Vom Bundeswirtschaftsministerium (BMWi) wurde jüngst ein Referentenentwurf zum Netzentgeltmodernisierungsgesetz (NEMoG) vorgelegt. Hierin heißt es, dass „die Erstattungen für Einspeisungen aus dezentralen Erzeugungsanlagen […] an Erfordernisse der Energiewende“ angepasst werden sollen. Fakt ist jedoch, dass der Entwurf die Abschaffung der Zahlung von „vermiedenen Netznutzungsentgelten“ (vNNE) von Netzbetreibern an die Betreiber von Blockheizkraftwerken vorsieht.
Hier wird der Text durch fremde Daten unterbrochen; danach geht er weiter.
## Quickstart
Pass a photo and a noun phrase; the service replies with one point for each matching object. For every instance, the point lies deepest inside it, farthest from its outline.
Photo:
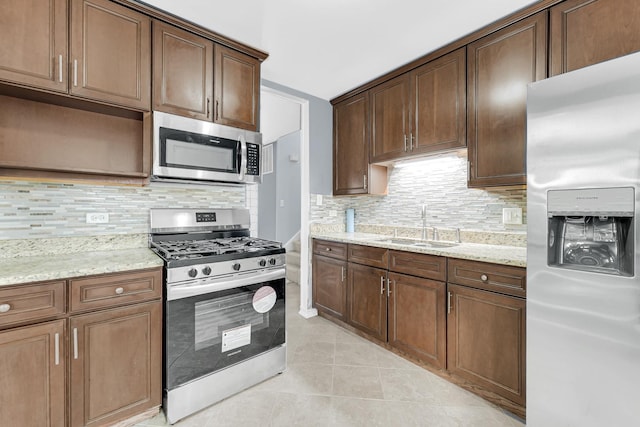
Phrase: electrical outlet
(97, 218)
(512, 216)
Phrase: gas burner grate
(186, 249)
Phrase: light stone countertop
(25, 269)
(497, 254)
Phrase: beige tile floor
(335, 378)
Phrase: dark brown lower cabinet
(486, 340)
(417, 318)
(330, 286)
(116, 358)
(32, 375)
(367, 300)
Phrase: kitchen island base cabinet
(32, 374)
(486, 340)
(115, 363)
(417, 321)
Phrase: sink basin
(419, 243)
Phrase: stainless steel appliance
(186, 149)
(224, 320)
(583, 198)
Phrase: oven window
(206, 333)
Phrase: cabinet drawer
(421, 265)
(330, 249)
(28, 303)
(115, 289)
(494, 277)
(369, 255)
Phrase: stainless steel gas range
(224, 320)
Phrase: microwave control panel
(253, 159)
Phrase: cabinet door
(417, 319)
(500, 66)
(486, 340)
(389, 119)
(351, 145)
(367, 300)
(116, 358)
(586, 32)
(182, 72)
(330, 286)
(236, 88)
(439, 104)
(33, 43)
(110, 53)
(32, 372)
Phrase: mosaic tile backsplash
(31, 210)
(438, 182)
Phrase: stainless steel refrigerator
(583, 274)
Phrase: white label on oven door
(236, 337)
(264, 299)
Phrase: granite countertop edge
(28, 269)
(497, 254)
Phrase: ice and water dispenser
(591, 230)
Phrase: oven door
(215, 325)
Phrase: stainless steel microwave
(190, 150)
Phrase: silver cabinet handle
(56, 343)
(75, 343)
(60, 68)
(75, 72)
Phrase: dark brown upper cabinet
(182, 72)
(352, 173)
(33, 46)
(438, 106)
(110, 54)
(390, 119)
(236, 89)
(586, 32)
(500, 66)
(421, 111)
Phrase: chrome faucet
(424, 222)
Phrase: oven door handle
(243, 157)
(186, 290)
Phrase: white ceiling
(328, 47)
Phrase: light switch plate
(512, 216)
(97, 218)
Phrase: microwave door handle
(243, 157)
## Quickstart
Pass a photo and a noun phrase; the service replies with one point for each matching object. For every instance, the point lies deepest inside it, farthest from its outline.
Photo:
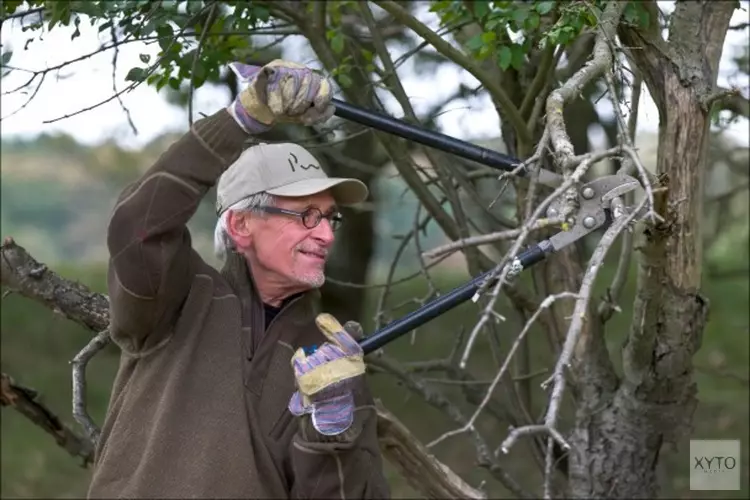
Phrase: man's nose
(324, 232)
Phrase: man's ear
(239, 228)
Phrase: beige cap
(283, 169)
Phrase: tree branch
(421, 469)
(26, 402)
(469, 64)
(21, 273)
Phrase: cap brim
(344, 191)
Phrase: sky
(90, 81)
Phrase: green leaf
(518, 57)
(136, 75)
(504, 57)
(532, 22)
(261, 13)
(337, 43)
(481, 9)
(474, 43)
(105, 26)
(544, 7)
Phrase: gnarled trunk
(618, 436)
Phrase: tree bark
(76, 302)
(618, 437)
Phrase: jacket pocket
(282, 424)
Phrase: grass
(36, 346)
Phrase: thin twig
(576, 325)
(79, 362)
(484, 239)
(530, 430)
(546, 303)
(115, 54)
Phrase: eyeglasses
(310, 217)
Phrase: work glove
(327, 376)
(280, 91)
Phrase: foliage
(544, 65)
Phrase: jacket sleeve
(151, 261)
(341, 467)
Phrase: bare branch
(423, 471)
(470, 423)
(490, 238)
(79, 362)
(115, 54)
(600, 61)
(469, 64)
(21, 273)
(439, 401)
(532, 429)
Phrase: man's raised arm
(152, 262)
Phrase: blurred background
(60, 180)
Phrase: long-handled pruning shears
(597, 201)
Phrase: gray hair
(222, 241)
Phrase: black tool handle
(435, 308)
(426, 137)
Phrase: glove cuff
(245, 120)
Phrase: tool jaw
(596, 200)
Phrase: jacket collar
(236, 271)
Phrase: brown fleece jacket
(199, 405)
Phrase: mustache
(323, 252)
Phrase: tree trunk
(618, 435)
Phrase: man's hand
(327, 377)
(280, 91)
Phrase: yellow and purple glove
(280, 91)
(327, 376)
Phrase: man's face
(286, 255)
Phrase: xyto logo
(712, 465)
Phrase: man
(221, 392)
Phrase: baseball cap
(282, 169)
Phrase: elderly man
(221, 391)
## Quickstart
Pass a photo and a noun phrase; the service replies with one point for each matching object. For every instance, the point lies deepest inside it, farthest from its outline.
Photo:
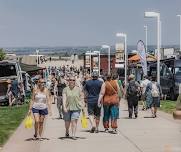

Diese vNNE bekommen die BHKW-Betreiber, weil sie mit der Einspeisung des Stroms aus ihren BHKW die Stromnetze entlasten. Bei den BHKWs ist es nämlich so, dass sie meist laufen, wenn Wärmebedarf besteht. Im Zuge dessen liegt meist auch ein lokaler Strombedarf vor.

Dass die BHKW somit nicht nur für den Betreiber selbst nützlich sind, sieht auch der Verlag des Verbandes der Elektrotechnik, Elektronik und Informationstechnik (VDE-Verlag) so. Im erschienenen Buch „Mikro-KWK-Systeme für den Gebäudebereich“ heißt es nämlich:  „Der Einsatz der Mikro-KWK-Technologie bietet neben der eigentlichen versorgungstechnischen Aufgabe zusätzliche Chancen. […] Speziell soll hier auf die regionale Erzeugung der Elektroenergie verwiesen werden, wodurch der Ausbau der elektrischen Mittel- und Hochspannungsnetze nicht mehr zwingend in dem Maße, wie derzeit anvisiert, erfolgen muss.“

Das Ministerium unterdessen begründet den Plan, die vNNE abzuschaffen, in der Art, dass „unberechtigte Kostenbelastungen der […] Verbraucher wie auch einzelner Regionen vermieden werden sollen.“ Da kommt die Frage auf, was eine „unberechtigte Kostenbelastung“ ist und wie diese entsteht. Hierzu nimmt das Ministerium jedoch keine Stellung. Es werden schließlich nur für den Netzbetreiber „vermiedene Netzentgelte“ weitergereicht. Die entsprechende Höhe dieser Entlastung wird einzig vom Netzbetreiber festgelegt. Daraus ergibt sich, dass im Falle keiner Entlastung die vermiedenen Netzentgelte nahe null sind. Das kommt aber so gut wie nie vor.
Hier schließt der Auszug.